10. The Court is not entirely unsympathetic with the Government's argument that the procedure employed was not unduly suggestive. If the Court applied the traditional test for evaluating suggestiveness of photographic array displays—the size of the array, the manner of its presentation by law enforcement officers, and the details of the photographs themselves, United States v. Perkins, 787 F.3d 1329, 1344 (11th Cir. 2015)—the Court likely would find it not unnecessarily suggestive. Aside from the single photograph and the fact that the photograph was a book-in photograph, the other factors in this analysis point to a finding of no undue suggestiveness. First, the manner of presentation was not suggestive. Hemphill's identification of McIntosh went solely to a person who matched the seller's appearance as described by the undercover agents. T1:50-51 (Hemphill testifying that he was looking for a black male, with a goatee, sunglasses, navy sweatshirt, dark jeans and black boots around the Cameron Alexander/James P. Brawley intersection, and he saw McIntosh at the location upon the uniformed officers' arrival). There is no indication that Aldrich directly spoke with Hemphill before she identified McIntosh through his book-in photo. Hemphill did not know if McIntosh was the person who sold heroin to Aldrich; all he knew was that, in his view, McIntosh matched the description the undercover agents had radioed a short time earlier. Moreover, Hemphill was not involved in the selection of the photograph that Aldrich viewed. Either Andresen or Aldrich herself pulled the photograph up in the APD database based on the name and date of birth provided by Hemphill/Lt. Ricker. In short, there was no undue pressure placed upon Aldrich by any person to get her to identify McIntosh as the heroin seller. Further, that the photograph used to make the identification did not show McIntosh wearing any of the clothing or sporting the type of facial hair or sunglasses that Aldrich observed during the heroin sale also shows that the presentation was not suggestive. Still, because binding precedent concludes that a single-photo showup is improperly suggestive, the Court assumes that the procedure here was unduly suggestive and turns to the questions of necessity and reliability.
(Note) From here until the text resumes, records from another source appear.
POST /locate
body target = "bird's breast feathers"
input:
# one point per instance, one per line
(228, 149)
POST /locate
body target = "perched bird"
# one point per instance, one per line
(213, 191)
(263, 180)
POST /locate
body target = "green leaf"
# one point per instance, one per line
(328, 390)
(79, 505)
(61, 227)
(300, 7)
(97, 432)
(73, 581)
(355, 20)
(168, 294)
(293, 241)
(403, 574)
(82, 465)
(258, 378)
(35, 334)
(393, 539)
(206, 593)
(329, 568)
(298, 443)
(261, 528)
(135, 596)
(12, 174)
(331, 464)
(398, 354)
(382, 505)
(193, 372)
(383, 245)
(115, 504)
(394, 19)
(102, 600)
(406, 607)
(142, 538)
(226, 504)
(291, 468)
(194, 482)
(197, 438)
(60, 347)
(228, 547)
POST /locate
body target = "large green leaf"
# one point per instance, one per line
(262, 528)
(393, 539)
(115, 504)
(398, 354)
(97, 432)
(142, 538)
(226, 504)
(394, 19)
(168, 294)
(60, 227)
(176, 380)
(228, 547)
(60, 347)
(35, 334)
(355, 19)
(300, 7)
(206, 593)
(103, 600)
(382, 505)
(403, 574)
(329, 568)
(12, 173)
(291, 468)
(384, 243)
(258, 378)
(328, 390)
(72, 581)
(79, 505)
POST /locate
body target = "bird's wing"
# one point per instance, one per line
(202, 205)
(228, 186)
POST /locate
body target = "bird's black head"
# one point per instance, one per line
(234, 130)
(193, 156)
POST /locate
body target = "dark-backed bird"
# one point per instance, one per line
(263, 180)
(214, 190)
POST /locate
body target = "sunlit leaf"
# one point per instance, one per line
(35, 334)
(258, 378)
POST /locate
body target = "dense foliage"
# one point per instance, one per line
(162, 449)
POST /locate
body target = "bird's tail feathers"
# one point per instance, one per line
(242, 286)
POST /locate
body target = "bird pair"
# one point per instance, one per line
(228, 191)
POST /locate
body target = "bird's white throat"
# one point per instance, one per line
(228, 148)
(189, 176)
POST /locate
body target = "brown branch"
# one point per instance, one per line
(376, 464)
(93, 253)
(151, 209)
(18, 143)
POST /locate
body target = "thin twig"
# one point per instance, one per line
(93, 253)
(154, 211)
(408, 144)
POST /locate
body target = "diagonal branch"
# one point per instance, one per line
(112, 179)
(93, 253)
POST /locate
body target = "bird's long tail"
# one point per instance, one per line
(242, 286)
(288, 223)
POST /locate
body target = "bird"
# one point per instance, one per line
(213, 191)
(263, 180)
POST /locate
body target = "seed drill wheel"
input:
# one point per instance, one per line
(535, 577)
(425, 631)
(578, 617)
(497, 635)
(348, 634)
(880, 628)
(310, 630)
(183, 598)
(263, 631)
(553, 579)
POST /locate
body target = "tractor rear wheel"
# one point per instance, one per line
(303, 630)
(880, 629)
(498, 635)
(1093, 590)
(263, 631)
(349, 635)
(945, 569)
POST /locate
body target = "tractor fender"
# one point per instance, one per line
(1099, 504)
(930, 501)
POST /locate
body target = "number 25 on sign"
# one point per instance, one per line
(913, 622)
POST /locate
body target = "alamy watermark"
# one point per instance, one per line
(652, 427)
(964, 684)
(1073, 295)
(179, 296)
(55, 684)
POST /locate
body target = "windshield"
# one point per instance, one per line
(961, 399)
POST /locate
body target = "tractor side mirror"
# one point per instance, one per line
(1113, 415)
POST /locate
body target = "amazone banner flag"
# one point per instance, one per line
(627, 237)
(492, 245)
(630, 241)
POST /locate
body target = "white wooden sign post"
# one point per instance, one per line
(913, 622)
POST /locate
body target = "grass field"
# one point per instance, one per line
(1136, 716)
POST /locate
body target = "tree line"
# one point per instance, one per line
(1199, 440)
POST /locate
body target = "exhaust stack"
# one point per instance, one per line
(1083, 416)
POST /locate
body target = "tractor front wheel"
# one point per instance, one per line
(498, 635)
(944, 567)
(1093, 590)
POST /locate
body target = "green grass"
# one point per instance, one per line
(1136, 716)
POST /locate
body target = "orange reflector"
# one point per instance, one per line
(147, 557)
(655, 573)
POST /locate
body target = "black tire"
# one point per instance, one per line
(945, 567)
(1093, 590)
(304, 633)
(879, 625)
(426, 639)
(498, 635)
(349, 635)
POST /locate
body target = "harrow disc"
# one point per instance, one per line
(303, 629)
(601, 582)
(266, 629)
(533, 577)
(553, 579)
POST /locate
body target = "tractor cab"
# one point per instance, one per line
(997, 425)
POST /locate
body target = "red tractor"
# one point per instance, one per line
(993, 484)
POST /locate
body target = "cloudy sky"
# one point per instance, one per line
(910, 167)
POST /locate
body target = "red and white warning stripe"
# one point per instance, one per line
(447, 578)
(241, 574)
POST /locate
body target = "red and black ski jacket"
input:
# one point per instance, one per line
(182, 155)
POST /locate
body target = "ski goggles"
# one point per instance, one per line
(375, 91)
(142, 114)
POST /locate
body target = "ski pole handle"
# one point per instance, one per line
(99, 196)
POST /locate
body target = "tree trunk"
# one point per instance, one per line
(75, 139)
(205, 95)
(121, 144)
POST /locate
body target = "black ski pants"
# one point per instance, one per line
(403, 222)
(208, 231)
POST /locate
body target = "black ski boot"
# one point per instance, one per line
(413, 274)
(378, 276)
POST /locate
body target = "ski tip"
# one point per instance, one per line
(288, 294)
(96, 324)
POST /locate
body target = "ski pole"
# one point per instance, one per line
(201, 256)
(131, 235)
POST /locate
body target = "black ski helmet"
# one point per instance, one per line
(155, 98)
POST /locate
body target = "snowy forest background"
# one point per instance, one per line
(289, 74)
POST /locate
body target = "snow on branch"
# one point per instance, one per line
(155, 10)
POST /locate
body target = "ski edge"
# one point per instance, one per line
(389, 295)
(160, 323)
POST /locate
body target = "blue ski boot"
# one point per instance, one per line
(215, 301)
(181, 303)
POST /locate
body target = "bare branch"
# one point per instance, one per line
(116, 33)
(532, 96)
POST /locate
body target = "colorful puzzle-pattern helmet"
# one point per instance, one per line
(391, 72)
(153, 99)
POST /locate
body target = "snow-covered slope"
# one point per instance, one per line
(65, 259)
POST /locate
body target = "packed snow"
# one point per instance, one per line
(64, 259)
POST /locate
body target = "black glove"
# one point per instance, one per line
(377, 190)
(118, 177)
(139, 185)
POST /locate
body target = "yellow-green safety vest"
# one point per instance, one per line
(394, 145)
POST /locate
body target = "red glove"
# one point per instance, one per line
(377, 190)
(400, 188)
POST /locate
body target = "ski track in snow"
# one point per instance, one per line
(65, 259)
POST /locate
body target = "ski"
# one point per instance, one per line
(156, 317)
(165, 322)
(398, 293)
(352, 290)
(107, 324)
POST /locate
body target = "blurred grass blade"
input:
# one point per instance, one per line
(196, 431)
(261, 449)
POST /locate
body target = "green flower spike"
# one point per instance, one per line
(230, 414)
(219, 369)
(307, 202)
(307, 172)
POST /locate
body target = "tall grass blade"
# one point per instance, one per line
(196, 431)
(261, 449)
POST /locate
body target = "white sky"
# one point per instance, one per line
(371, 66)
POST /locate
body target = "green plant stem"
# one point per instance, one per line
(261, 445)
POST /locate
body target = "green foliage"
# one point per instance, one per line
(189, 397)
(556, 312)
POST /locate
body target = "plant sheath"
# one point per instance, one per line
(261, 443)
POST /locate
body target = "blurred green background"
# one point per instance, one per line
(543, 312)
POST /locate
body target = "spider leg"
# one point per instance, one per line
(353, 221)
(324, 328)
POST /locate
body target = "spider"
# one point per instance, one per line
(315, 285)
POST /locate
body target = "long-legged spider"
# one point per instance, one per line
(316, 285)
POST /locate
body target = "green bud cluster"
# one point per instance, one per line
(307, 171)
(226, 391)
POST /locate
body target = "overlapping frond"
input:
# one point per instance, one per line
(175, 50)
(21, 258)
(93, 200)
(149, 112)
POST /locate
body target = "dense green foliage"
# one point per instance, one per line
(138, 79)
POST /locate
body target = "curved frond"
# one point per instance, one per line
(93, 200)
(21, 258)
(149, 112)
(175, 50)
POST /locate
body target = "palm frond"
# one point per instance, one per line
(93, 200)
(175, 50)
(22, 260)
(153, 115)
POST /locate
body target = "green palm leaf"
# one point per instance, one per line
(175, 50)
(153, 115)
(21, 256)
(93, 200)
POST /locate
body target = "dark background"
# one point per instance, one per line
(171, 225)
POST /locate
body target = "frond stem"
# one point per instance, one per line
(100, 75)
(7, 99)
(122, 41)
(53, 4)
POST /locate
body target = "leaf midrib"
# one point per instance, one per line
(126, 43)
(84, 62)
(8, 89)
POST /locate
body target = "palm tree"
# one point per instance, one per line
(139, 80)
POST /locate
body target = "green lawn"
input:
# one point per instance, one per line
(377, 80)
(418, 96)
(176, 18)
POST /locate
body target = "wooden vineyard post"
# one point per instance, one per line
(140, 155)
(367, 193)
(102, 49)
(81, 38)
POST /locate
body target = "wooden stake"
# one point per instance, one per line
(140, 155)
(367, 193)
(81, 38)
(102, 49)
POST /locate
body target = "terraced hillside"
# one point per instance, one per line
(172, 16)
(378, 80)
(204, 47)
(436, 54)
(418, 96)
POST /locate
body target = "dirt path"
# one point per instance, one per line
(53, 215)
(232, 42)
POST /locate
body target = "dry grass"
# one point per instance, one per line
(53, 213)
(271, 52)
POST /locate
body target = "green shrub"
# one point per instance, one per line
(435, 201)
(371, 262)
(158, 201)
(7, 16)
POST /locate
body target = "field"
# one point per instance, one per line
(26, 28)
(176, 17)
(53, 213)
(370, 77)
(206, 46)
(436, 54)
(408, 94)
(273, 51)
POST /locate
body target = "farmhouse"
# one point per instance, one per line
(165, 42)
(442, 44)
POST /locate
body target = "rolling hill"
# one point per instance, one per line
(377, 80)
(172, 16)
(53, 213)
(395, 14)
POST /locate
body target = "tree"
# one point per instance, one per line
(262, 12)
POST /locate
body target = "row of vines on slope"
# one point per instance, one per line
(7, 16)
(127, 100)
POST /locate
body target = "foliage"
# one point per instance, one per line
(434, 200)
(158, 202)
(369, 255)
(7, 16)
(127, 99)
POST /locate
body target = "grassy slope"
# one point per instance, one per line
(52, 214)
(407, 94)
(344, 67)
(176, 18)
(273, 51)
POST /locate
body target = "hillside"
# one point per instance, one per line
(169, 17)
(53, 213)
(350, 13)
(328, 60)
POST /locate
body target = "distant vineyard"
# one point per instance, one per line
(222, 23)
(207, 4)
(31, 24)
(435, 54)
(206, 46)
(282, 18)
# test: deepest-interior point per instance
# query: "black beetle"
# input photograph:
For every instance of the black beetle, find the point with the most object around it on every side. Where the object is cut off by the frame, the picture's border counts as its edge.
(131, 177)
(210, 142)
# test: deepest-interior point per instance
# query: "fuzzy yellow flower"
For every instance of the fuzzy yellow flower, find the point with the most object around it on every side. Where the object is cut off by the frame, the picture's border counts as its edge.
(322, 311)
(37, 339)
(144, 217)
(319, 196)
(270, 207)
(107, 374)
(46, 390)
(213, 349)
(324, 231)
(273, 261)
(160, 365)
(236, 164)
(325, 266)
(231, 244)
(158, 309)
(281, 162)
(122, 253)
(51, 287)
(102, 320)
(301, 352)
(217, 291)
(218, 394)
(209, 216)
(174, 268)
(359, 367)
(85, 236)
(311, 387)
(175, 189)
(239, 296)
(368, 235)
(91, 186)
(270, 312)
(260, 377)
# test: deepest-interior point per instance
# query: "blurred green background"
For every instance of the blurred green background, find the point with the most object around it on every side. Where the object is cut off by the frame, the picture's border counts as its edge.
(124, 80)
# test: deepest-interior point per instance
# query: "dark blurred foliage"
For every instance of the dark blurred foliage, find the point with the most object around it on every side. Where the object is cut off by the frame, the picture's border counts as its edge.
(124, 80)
11. The Fifth Circuit has recognized that identifications in which a witness is shown only one person may not be unduly suggestive if the suspect is already known to the witness identifying him. United States v. Hefferon, 314 F.3d 211, 218-19 (5th Cir. 2002). That is not the case here.
12. The Court recognizes that there was a possibility that the phone number was not correct or not in McIntosh's name. However, there was no evidence introduced that the agents utilized the phone number as a mechanism to identify the seller.
13. The Court rejects the Government's somewhat-related argument that the possibility that a particular seller would not be prosecuted somehow militated against suggestiveness or necessity. The entire goal of the investigation was to buy heroin and identify suspects. That at some later point prosecutors decided not to prosecute some of the sellers is irrelevant to the investigation into which persons were selling heroin in the English Avenue neighborhood.